An open-source agent skill for Claude Code.

AI agents are probabilistic. The same spec produces different code every time — different designs, different bugs, different quality. A single attempt is a coin flip. Slot Machine gives you N coins and keeps the best one — or combines the best parts of each.

Run N independent implementations of the same feature in parallel. Each gets reviewed by an independent agent that hunts for real bugs. A meta-judge compares all of them and makes one of three calls: pick the clear winner, synthesize the best elements from multiple implementations into something better than any individual, or reject all if none meet the bar.

What You Can Do

Run 3 competing implementations and pick the best one:

/slot-machine with 3 slots — Implement the payment webhook handler from PLAN.md

Three agents implement the same spec independently, each steered toward a different emphasis such as simplicity, robustness, or functional style. Independent reviewers hunt for bugs in each. A judge picks the winner — or synthesizes the best parts of several.

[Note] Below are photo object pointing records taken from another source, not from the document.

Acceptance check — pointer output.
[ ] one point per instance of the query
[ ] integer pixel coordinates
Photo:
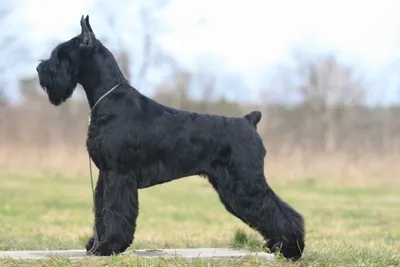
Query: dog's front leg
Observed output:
(119, 214)
(98, 213)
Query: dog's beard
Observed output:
(58, 84)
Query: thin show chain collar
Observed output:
(103, 96)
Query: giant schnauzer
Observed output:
(136, 142)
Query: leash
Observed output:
(95, 235)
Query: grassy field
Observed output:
(346, 225)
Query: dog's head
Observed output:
(60, 74)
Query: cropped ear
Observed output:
(86, 34)
(88, 24)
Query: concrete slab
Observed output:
(188, 254)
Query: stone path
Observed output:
(188, 254)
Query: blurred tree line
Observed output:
(330, 116)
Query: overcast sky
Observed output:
(247, 38)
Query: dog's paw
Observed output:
(290, 250)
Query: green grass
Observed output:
(345, 226)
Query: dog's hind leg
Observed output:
(246, 194)
(120, 211)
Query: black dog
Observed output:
(136, 143)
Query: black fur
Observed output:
(136, 143)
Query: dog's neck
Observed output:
(100, 78)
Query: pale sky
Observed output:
(248, 38)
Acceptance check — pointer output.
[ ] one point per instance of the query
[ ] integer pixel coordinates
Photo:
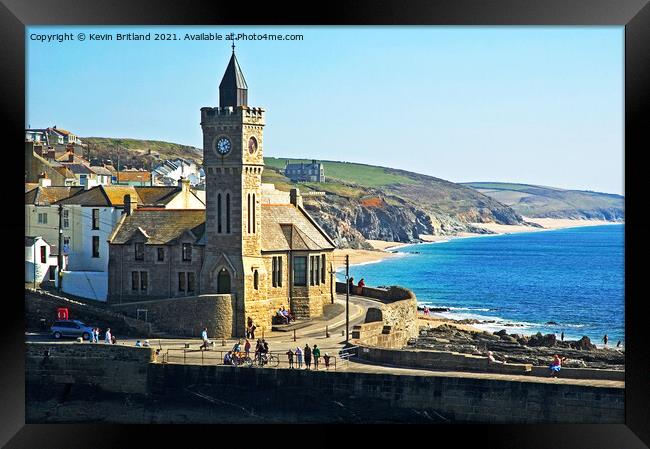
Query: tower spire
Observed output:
(233, 90)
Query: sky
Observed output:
(538, 105)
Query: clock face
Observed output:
(223, 145)
(252, 145)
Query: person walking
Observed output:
(204, 337)
(556, 366)
(307, 352)
(299, 357)
(290, 356)
(316, 353)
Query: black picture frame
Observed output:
(633, 14)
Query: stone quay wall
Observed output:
(390, 324)
(187, 316)
(385, 396)
(111, 368)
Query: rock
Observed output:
(542, 340)
(584, 344)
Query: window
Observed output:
(219, 213)
(300, 271)
(228, 213)
(311, 270)
(95, 246)
(139, 251)
(181, 282)
(190, 282)
(275, 271)
(187, 252)
(95, 219)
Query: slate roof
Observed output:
(161, 226)
(113, 195)
(287, 227)
(42, 196)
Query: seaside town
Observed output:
(142, 280)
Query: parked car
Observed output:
(71, 328)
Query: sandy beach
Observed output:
(383, 248)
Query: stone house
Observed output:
(263, 254)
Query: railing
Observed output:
(188, 356)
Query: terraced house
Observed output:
(252, 244)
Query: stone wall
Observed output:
(390, 324)
(113, 368)
(188, 316)
(43, 305)
(386, 396)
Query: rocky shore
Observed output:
(514, 348)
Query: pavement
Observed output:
(329, 335)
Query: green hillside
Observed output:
(541, 201)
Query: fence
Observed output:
(188, 356)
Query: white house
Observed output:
(40, 261)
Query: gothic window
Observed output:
(300, 271)
(228, 213)
(254, 213)
(139, 251)
(219, 213)
(187, 252)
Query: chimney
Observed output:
(129, 205)
(295, 198)
(43, 180)
(184, 184)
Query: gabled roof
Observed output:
(43, 196)
(287, 227)
(162, 226)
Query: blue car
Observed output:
(71, 328)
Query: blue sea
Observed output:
(574, 277)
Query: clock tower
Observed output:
(233, 163)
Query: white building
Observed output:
(40, 261)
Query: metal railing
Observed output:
(276, 359)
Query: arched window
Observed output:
(228, 213)
(223, 281)
(254, 213)
(249, 214)
(219, 213)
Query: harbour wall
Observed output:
(139, 389)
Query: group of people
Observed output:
(109, 338)
(309, 355)
(285, 315)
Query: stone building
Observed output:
(303, 172)
(264, 254)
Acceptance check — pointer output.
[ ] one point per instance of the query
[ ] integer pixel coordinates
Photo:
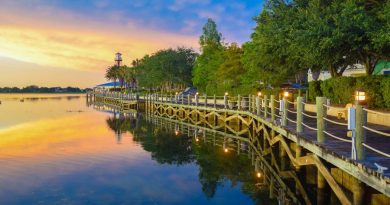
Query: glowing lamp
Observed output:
(360, 97)
(258, 174)
(118, 58)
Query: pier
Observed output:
(309, 135)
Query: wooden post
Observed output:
(258, 105)
(320, 119)
(249, 103)
(361, 120)
(266, 106)
(215, 101)
(299, 114)
(238, 102)
(225, 99)
(253, 104)
(285, 106)
(272, 108)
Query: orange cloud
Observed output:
(67, 40)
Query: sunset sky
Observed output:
(70, 43)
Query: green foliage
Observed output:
(166, 69)
(385, 87)
(340, 90)
(210, 34)
(314, 90)
(372, 86)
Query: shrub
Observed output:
(314, 90)
(340, 90)
(372, 86)
(385, 87)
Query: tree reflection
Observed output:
(165, 147)
(216, 167)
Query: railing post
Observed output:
(272, 108)
(258, 105)
(215, 101)
(320, 119)
(225, 101)
(284, 106)
(361, 120)
(249, 103)
(205, 100)
(265, 106)
(238, 102)
(299, 114)
(253, 103)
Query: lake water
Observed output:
(54, 149)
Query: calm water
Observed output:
(56, 150)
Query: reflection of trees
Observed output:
(163, 145)
(215, 166)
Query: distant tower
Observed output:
(118, 59)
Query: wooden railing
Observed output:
(289, 113)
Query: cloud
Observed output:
(87, 45)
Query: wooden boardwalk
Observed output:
(260, 120)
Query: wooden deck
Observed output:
(265, 124)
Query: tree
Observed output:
(112, 73)
(169, 69)
(210, 34)
(231, 69)
(208, 62)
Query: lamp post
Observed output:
(118, 59)
(361, 120)
(360, 97)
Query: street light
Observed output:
(118, 59)
(360, 97)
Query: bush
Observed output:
(385, 87)
(374, 92)
(340, 90)
(314, 90)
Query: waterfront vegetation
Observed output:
(36, 89)
(339, 90)
(290, 38)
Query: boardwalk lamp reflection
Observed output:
(118, 59)
(286, 94)
(360, 97)
(225, 146)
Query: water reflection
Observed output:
(220, 158)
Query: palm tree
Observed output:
(112, 73)
(122, 75)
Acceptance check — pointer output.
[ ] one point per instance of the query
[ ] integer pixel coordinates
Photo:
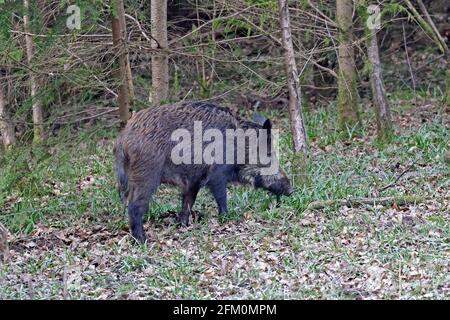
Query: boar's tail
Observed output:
(122, 177)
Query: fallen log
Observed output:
(353, 202)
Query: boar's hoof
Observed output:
(183, 219)
(139, 237)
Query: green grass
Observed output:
(61, 198)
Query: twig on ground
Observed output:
(398, 178)
(400, 200)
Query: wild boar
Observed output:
(146, 149)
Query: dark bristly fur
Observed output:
(143, 160)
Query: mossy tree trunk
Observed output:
(124, 75)
(299, 162)
(6, 127)
(380, 102)
(347, 92)
(38, 118)
(160, 61)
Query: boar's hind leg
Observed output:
(219, 191)
(138, 206)
(189, 196)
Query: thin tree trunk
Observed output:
(160, 61)
(441, 42)
(6, 127)
(123, 27)
(382, 110)
(347, 93)
(428, 25)
(38, 118)
(295, 107)
(119, 36)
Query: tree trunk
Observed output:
(160, 62)
(124, 74)
(6, 127)
(347, 93)
(440, 41)
(38, 118)
(382, 111)
(295, 106)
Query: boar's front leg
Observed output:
(189, 196)
(219, 191)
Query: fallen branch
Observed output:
(398, 178)
(384, 201)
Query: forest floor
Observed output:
(69, 234)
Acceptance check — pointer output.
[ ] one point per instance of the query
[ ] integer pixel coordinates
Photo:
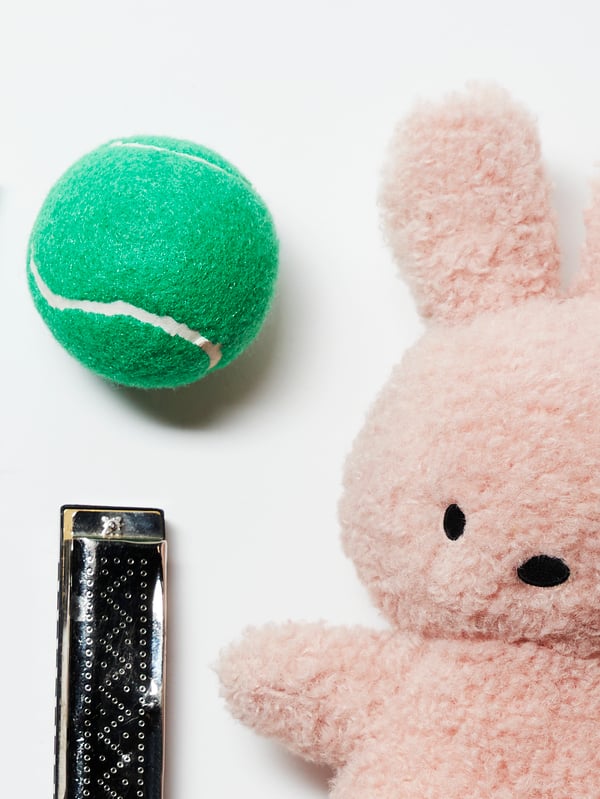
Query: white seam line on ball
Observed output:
(156, 148)
(121, 308)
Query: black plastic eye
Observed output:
(454, 522)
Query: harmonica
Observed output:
(110, 692)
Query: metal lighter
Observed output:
(111, 654)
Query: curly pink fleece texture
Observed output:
(486, 685)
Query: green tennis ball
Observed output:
(153, 261)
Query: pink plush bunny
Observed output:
(471, 505)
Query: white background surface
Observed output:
(247, 463)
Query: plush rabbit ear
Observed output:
(466, 206)
(588, 279)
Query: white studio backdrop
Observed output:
(247, 463)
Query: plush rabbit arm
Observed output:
(314, 688)
(466, 206)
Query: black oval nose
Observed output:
(544, 571)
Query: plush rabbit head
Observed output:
(472, 495)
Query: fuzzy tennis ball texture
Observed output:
(153, 261)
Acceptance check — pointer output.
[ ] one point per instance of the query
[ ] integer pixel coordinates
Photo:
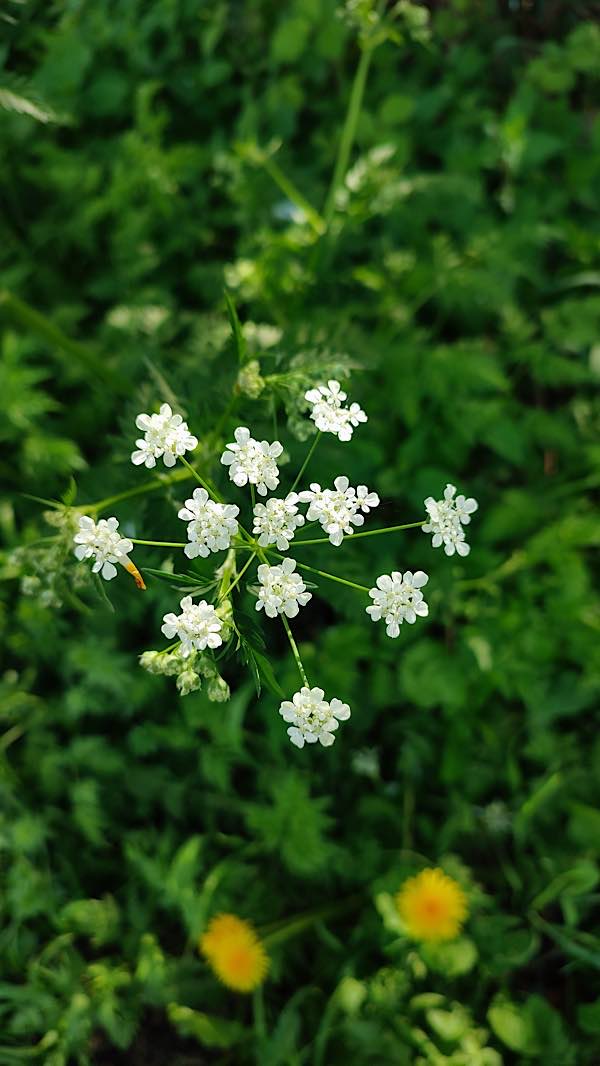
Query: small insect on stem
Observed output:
(132, 569)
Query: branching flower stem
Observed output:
(323, 574)
(160, 544)
(388, 529)
(230, 587)
(295, 651)
(212, 491)
(307, 461)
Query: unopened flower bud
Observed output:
(217, 690)
(249, 381)
(188, 681)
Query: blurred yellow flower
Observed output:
(433, 906)
(234, 952)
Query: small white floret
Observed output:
(210, 525)
(398, 598)
(253, 462)
(165, 435)
(312, 717)
(281, 590)
(447, 518)
(101, 542)
(197, 627)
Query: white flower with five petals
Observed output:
(253, 462)
(447, 518)
(211, 525)
(165, 435)
(328, 413)
(281, 590)
(398, 598)
(338, 509)
(197, 627)
(312, 716)
(277, 520)
(100, 540)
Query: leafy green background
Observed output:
(147, 155)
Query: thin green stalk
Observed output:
(293, 194)
(212, 491)
(323, 574)
(307, 459)
(295, 651)
(258, 1015)
(278, 932)
(349, 131)
(160, 544)
(388, 529)
(230, 588)
(147, 486)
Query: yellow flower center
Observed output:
(234, 953)
(433, 906)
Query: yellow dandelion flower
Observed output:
(234, 953)
(433, 906)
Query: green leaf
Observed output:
(208, 1030)
(514, 1028)
(453, 958)
(238, 334)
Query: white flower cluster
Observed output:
(328, 413)
(100, 540)
(282, 591)
(164, 434)
(447, 518)
(312, 716)
(277, 520)
(253, 461)
(211, 525)
(399, 598)
(197, 627)
(338, 509)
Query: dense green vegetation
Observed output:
(155, 154)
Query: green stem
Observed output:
(230, 587)
(293, 194)
(161, 544)
(307, 459)
(212, 491)
(295, 651)
(349, 131)
(388, 529)
(291, 926)
(148, 486)
(258, 1014)
(323, 574)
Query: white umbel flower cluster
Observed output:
(338, 509)
(447, 519)
(211, 525)
(277, 520)
(328, 413)
(281, 590)
(165, 435)
(398, 598)
(253, 462)
(100, 540)
(197, 627)
(312, 716)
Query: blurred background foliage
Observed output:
(153, 152)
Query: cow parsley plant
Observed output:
(216, 526)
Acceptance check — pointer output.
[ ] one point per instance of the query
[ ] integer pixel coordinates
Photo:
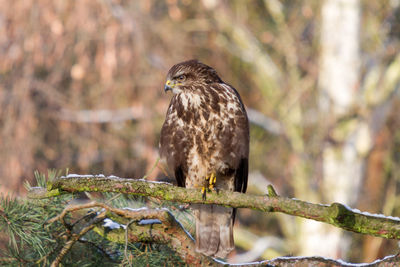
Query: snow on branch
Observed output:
(335, 214)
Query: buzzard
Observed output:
(205, 144)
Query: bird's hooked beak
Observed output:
(168, 86)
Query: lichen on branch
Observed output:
(335, 214)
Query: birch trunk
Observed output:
(342, 159)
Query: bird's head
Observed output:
(188, 75)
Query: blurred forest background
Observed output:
(81, 87)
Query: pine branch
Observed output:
(159, 226)
(335, 214)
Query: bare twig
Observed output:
(336, 214)
(68, 245)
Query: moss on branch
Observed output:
(335, 214)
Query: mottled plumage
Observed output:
(206, 131)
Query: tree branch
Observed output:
(159, 226)
(335, 214)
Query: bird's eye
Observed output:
(181, 77)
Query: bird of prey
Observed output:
(205, 144)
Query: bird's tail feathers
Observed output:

Assign a different skill to each slot:

/slot-machine with /superpowers:test-driven-development and /ce:work — Build the rate limiter

Slot 1 follows TDD (tests first). Slot 2 follows CE patterns (codebase-aware). Same spec, different methodologies, best result wins.

Or even run some slots on Codex:

/slot-machine with /superpowers:test-driven-development, /ce:work, and codex — Implement the API

Three slots: Claude with TDD, Claude with CE patterns, and OpenAI Codex. Different models find different bugs — the evaluation pipeline reviews all of them the same way.

It works for writing too:

/slot-machine with profile: writing — Write the launch announcement

Each slot drafts with a different voice and structure. The judge picks the strongest draft or synthesizes the best elements from several.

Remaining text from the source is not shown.